Kualitas pendidikan di Indonesia semakin dipertanyakan. Kita sebagai manusia sudah sewajarnya menuntut ilmu setinggi mungkin, bahkan jika harus mencarinya sampai ke ujung dunia. Namun menurut databoks, masyarakat Indonesia yang berusia di atas 15 tahun lebih memilih untuk tidak melanjutkan pendidikannya ke jenjang sarjana. Pada tahun 2023, tercatat 30,22% siswa di atas 15 tahun memilih untuk tidak melanjutkan pendidikannya setelah menyelesaikan Sekolah Menengah Atas (SMA). Sayangnya hanya 10,15% yang memutuskan untuk menempuh pendidikan mereka ke perguruan tinggi.
Terlepas dari data tersebut, pemerintah memfasilitasi mahasiswa dengan berbagai program. Salah satunya, mewadahi mahasiswa dengan beasiswa ke luar negeri melalui program Indonesian International Student Mobility Awards (IISMA) yang diresmikan sejak tahun 2021 di bawah kebijakan Merdeka Belajar Kampus Merdeka (MBKM) oleh Kementerian Pendidikan, Kebudayaan, Riset, dan Teknologi (Kemendikbudristek).
IISMA sendiri merupakan peluang yang luar biasa untuk mahasiswa Indonesia yang nanti akan menentukan nasib Indonesia kedepannya. Program ini memiliki tujuan yang mulia, yaitu memberikan hak dan kesempatan untuk dijadikan pijakan bagi mahasiswa Indonesia yang ingin mengeksplorasi ilmunya ke jenjang internasional. Singkatnya, IISMA salah satu sarana untuk meningkatkan kualitas sumber daya manusia.
Akan tetapi, IISMA mulai menuai kontroversi di kalangan mahasiswa bahkan seluruh masyarakat Indonesia dengan julukan "big source, less impact". Julukan tersebut diberikan bukan dengan cuma-cuma, faktanya pada tahun 2020-2022 anggaran untuk program IISMA mencapai 399,43 miliar, angka tertinggi anggaran merdeka belajar kampus merdeka menurut Goodstats. Pasalnya banyak pendidikan di Indonesia belum merata, Bahkan bisa kita lihat dari jangkauan penerima beasiswa tersebut, sebagian besarnya adalah masyarakat menengah ke atas. Target jangkauan IISMA memang tidak dibatasi untuk golongan nterpilih, semua golongan memiliki kesempatannya.

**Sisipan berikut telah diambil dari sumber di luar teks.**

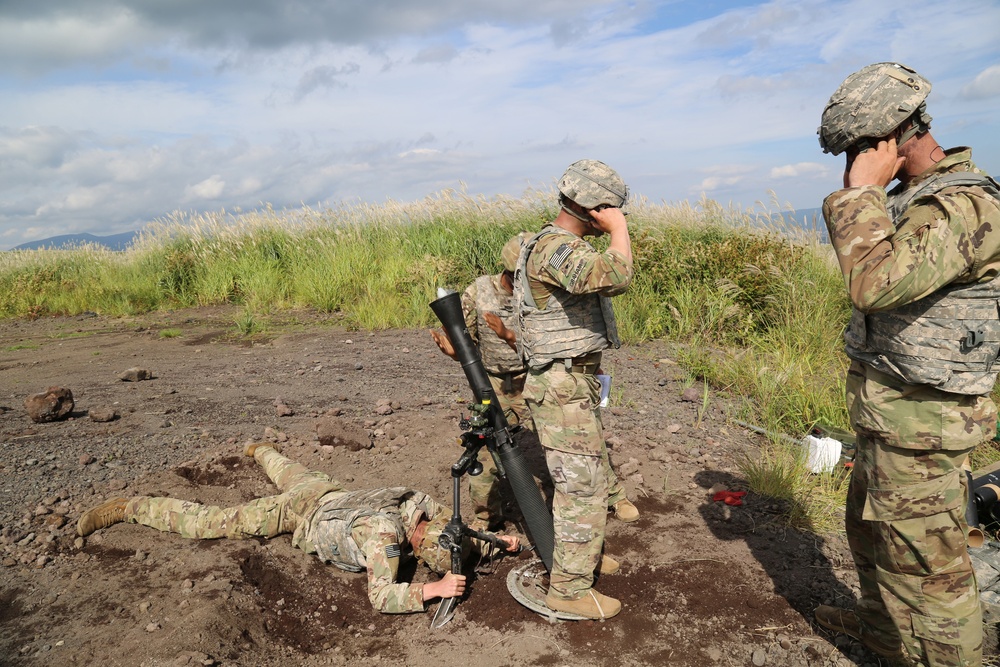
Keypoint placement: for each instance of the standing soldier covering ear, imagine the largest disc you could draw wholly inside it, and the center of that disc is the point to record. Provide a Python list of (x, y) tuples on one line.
[(564, 320), (921, 263)]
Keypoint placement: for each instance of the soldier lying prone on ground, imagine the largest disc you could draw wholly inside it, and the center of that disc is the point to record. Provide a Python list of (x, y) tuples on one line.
[(354, 530)]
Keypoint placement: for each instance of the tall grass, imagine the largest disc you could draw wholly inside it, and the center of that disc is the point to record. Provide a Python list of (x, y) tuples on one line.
[(750, 308)]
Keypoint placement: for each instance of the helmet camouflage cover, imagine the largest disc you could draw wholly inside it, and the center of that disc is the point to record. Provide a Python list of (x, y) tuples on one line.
[(871, 103), (591, 183)]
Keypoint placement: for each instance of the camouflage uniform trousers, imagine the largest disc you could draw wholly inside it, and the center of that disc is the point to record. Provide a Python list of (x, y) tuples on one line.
[(265, 517), (568, 422), (907, 531)]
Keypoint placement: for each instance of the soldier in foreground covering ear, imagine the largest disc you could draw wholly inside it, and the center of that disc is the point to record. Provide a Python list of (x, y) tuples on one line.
[(355, 530), (921, 262)]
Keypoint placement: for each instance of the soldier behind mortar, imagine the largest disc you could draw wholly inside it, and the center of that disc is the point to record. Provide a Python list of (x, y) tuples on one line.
[(564, 320), (492, 294), (354, 530), (921, 264)]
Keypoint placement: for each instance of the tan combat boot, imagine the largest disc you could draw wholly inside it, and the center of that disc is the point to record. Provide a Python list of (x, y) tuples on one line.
[(254, 446), (625, 511), (104, 515), (591, 605), (845, 622), (608, 565)]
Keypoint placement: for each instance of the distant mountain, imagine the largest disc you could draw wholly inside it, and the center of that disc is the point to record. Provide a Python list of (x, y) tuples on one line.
[(112, 242)]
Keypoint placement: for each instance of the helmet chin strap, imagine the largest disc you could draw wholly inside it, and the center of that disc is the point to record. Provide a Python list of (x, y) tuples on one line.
[(921, 123)]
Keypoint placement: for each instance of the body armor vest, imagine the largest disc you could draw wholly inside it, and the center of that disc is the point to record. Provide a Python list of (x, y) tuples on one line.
[(950, 339), (570, 325), (498, 357), (333, 522)]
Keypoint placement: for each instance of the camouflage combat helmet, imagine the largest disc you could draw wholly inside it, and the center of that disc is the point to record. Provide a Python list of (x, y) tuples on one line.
[(870, 104), (512, 250), (591, 183)]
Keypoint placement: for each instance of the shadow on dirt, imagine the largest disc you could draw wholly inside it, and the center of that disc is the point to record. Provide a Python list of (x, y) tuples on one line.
[(795, 560)]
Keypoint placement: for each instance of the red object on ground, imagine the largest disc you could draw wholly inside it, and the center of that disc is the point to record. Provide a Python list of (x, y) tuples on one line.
[(734, 498)]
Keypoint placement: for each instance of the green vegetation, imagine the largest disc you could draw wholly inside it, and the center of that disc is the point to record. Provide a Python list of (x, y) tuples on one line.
[(750, 309)]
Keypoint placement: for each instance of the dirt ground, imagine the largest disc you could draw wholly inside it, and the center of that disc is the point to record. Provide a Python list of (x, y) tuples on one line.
[(702, 583)]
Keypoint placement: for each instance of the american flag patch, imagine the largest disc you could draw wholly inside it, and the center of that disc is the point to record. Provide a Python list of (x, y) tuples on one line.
[(559, 256)]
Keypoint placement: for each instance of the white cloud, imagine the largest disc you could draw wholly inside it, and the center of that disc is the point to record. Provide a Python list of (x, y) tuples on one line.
[(211, 188), (799, 169), (500, 96), (985, 85)]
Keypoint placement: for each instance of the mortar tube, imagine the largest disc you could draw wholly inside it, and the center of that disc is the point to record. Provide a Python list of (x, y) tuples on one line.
[(537, 516), (976, 536)]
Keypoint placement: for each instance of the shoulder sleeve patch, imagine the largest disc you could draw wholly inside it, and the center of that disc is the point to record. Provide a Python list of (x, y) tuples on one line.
[(559, 256)]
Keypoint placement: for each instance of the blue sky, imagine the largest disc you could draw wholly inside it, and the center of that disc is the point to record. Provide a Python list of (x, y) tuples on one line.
[(118, 112)]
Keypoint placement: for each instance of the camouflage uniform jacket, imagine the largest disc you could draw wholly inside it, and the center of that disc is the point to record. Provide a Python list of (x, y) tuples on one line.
[(561, 293), (365, 530), (487, 295), (950, 237)]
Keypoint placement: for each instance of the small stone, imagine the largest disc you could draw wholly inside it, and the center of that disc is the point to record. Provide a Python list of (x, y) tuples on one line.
[(51, 405), (135, 374), (102, 415), (692, 395)]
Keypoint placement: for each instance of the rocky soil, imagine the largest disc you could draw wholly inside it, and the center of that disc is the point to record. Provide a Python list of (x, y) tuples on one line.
[(702, 583)]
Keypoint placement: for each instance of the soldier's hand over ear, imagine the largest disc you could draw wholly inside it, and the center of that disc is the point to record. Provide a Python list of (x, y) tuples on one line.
[(876, 166), (609, 220)]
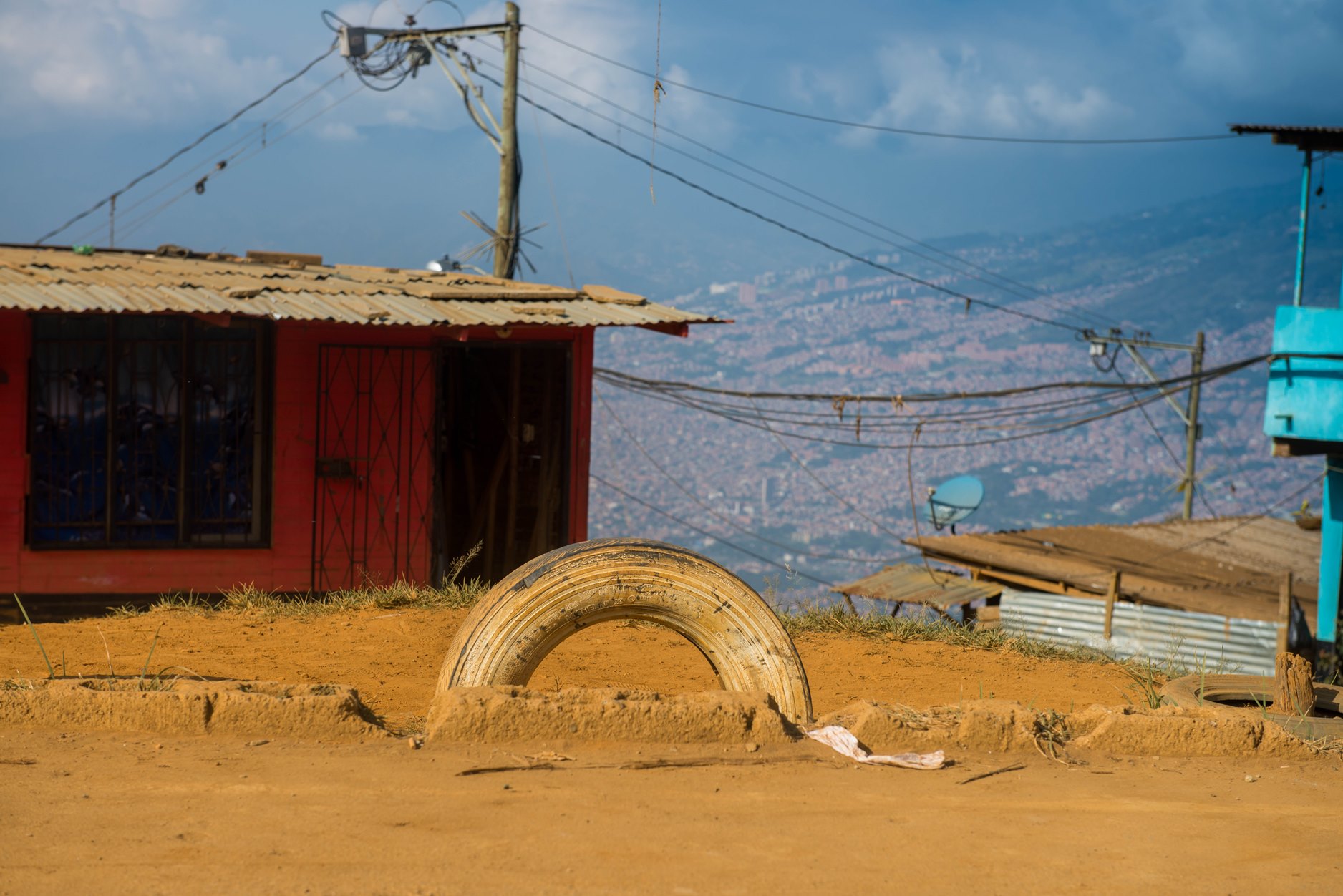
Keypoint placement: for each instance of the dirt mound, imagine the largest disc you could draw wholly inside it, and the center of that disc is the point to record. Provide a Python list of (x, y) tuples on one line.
[(328, 712), (509, 714), (1178, 731), (1001, 726)]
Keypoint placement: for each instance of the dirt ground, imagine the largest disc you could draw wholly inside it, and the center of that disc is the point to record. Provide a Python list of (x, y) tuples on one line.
[(392, 658), (150, 814)]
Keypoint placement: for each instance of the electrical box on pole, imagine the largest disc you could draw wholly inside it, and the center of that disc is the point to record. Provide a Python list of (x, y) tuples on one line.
[(1188, 414), (1303, 412), (400, 53)]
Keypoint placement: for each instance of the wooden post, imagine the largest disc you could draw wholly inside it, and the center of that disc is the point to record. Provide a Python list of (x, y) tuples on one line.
[(1294, 686), (1110, 602), (1284, 610), (505, 248), (1191, 425)]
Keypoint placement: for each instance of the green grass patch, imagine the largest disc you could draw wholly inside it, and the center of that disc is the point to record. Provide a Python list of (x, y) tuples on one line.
[(248, 600)]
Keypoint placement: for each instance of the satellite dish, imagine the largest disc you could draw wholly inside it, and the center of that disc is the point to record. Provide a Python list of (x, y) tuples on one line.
[(954, 500)]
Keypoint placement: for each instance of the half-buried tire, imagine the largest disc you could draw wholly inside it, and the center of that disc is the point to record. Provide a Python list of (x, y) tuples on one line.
[(1255, 693), (543, 602)]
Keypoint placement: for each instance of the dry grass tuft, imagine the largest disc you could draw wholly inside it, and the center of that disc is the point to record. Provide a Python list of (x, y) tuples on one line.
[(248, 600)]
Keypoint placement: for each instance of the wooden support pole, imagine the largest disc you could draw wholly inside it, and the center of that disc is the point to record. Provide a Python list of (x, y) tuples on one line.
[(505, 246), (1294, 686), (1110, 602), (1284, 610), (1191, 426)]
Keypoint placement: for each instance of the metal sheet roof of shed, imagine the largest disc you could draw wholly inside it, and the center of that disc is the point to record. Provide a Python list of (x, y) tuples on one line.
[(1303, 136), (1229, 566), (57, 280)]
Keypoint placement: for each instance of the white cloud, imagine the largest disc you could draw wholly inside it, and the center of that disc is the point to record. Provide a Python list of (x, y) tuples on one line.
[(141, 62), (982, 87), (124, 61), (1254, 49), (339, 131)]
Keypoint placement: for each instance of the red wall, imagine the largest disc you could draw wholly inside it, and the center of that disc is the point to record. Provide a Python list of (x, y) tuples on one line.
[(286, 565)]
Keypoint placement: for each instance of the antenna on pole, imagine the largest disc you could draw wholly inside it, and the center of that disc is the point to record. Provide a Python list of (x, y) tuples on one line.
[(400, 53)]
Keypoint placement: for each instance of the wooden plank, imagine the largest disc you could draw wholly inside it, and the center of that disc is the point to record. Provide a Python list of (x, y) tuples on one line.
[(282, 258)]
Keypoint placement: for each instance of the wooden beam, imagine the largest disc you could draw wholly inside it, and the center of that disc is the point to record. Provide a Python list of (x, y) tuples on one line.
[(671, 329), (1013, 578), (1284, 610), (1110, 602)]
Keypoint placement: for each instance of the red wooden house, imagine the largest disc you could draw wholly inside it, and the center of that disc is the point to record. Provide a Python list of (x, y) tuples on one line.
[(173, 421)]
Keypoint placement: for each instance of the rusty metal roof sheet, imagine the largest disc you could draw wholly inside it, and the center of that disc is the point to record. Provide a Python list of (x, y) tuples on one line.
[(1301, 136), (1229, 568), (57, 280), (911, 583)]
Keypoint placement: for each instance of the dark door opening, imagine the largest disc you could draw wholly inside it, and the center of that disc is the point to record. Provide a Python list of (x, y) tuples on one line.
[(505, 453)]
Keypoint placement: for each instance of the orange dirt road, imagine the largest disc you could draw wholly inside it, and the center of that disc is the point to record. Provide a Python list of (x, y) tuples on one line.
[(394, 657), (127, 813), (133, 814)]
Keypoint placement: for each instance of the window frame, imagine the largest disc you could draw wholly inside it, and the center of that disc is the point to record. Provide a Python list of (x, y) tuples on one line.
[(260, 537)]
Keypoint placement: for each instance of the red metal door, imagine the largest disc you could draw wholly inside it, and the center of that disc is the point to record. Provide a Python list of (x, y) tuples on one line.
[(374, 497)]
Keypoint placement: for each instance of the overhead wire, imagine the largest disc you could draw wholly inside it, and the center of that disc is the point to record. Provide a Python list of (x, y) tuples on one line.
[(237, 160), (823, 485), (795, 231), (248, 137), (953, 261), (190, 147), (709, 510), (908, 132), (1244, 523), (913, 398), (711, 535), (1151, 424)]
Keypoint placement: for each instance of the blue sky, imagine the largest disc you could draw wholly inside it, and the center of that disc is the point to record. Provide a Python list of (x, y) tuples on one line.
[(100, 90)]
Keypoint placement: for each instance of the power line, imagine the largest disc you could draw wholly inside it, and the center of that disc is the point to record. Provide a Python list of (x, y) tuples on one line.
[(823, 485), (1160, 438), (248, 137), (778, 223), (705, 507), (709, 535), (1013, 286), (140, 222), (191, 145), (1183, 379), (907, 132), (1252, 519)]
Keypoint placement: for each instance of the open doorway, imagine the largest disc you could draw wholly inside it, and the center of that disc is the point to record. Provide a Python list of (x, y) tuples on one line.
[(505, 453)]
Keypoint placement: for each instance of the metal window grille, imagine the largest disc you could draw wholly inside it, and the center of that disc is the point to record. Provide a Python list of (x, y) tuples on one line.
[(144, 432)]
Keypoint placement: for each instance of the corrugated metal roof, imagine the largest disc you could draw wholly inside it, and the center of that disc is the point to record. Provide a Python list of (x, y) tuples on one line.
[(1301, 136), (909, 583), (55, 280), (1197, 641), (1226, 568)]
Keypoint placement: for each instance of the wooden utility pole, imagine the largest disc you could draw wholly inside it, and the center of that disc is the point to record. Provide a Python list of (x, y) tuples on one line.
[(1188, 414), (505, 248), (1191, 424)]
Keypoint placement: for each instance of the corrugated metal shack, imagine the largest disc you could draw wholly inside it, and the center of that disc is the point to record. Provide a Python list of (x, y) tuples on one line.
[(1208, 593), (173, 421)]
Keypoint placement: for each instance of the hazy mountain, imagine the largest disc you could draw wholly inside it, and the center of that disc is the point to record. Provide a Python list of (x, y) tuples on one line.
[(1220, 263)]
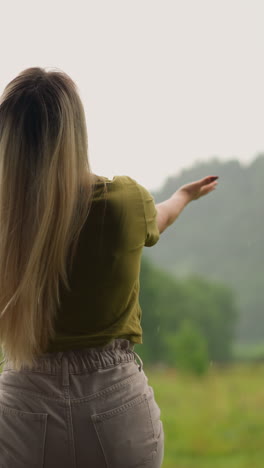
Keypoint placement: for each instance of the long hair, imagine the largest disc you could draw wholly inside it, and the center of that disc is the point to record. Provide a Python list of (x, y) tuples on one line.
[(45, 197)]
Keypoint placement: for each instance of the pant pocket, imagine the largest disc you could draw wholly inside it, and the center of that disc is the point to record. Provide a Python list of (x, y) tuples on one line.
[(22, 438), (126, 434)]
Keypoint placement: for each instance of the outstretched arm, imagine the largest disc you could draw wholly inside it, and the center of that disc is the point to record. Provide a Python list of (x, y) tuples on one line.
[(169, 210)]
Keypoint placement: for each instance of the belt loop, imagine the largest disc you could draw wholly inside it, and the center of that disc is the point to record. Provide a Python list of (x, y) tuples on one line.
[(65, 371), (137, 356)]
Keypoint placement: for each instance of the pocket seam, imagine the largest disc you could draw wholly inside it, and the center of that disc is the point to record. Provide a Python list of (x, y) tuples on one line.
[(23, 414), (105, 391), (119, 409)]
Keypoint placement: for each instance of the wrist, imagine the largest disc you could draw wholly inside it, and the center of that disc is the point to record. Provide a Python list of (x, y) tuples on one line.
[(183, 195)]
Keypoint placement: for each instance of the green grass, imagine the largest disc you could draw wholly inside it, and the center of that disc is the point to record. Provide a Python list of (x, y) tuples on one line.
[(216, 421)]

Namun dilihat dari urgensinya, rasanya kurang ada kepentingan yang mendesak serta malah menunjukan kesenjangan hak untuk mendapatkan pendidikan yang tinggi bagi para mahasiswa menengah ke bawah. bahkan hal tersebut diperburuk dengan banyaknya mahasiswa penerima beasiswa yang terpilih, mengunggah ke khalayak ramai melalui media sosial mereka dengan menunjukan kehidupannya yang terkesan menghambur-hamburkan biaya yang didapatkan dari pemerintah.
IISMA sendiri mempunyai tahapan dan seleksi yang ketat, juga diperlukan banyak biaya untuk persiapan dokumen-dokumen yang diperlukan. Seperti tes TOEFL atau IELTS, pembuatan passport, SKBN, SKCK, Visa, Apostille, EPT, dan biaya lainnya. Menurut akun X @nottolatte kurang lebih biaya yang diperlukan untuk persiapan pendaftaran program beasiswa IISMA adalah 2,8 juta rupiah. Tentunya kalangan menengah ke atas mempunyai posisi yang lebih diuntungkan, mereka tidak merasa keberatan mengeluarkan banyak biaya hanya untuk persiapan pendaftarannya, bahkan mereka akan memiliki kesempatan dan peluang besar untuk lolos karena faktor pengalaman dan pengetahuan yang lebih unggul.
Kebanyakan dari mereka akan mengikuti kelas-kelas berbayar untuk mendapatkan tips dan trik melewati berbagai tahap penerimaan, biasanya kelas tersebut akan memberikan pengalaman sang moderator mengenai tes wawancara dan bagaimana cara menghadapinya. Maka tidak heran mengapa kalangan menengah ke atas cenderung memiliki peluang yang lebih tinggi untuk mendapatkan program IISMA.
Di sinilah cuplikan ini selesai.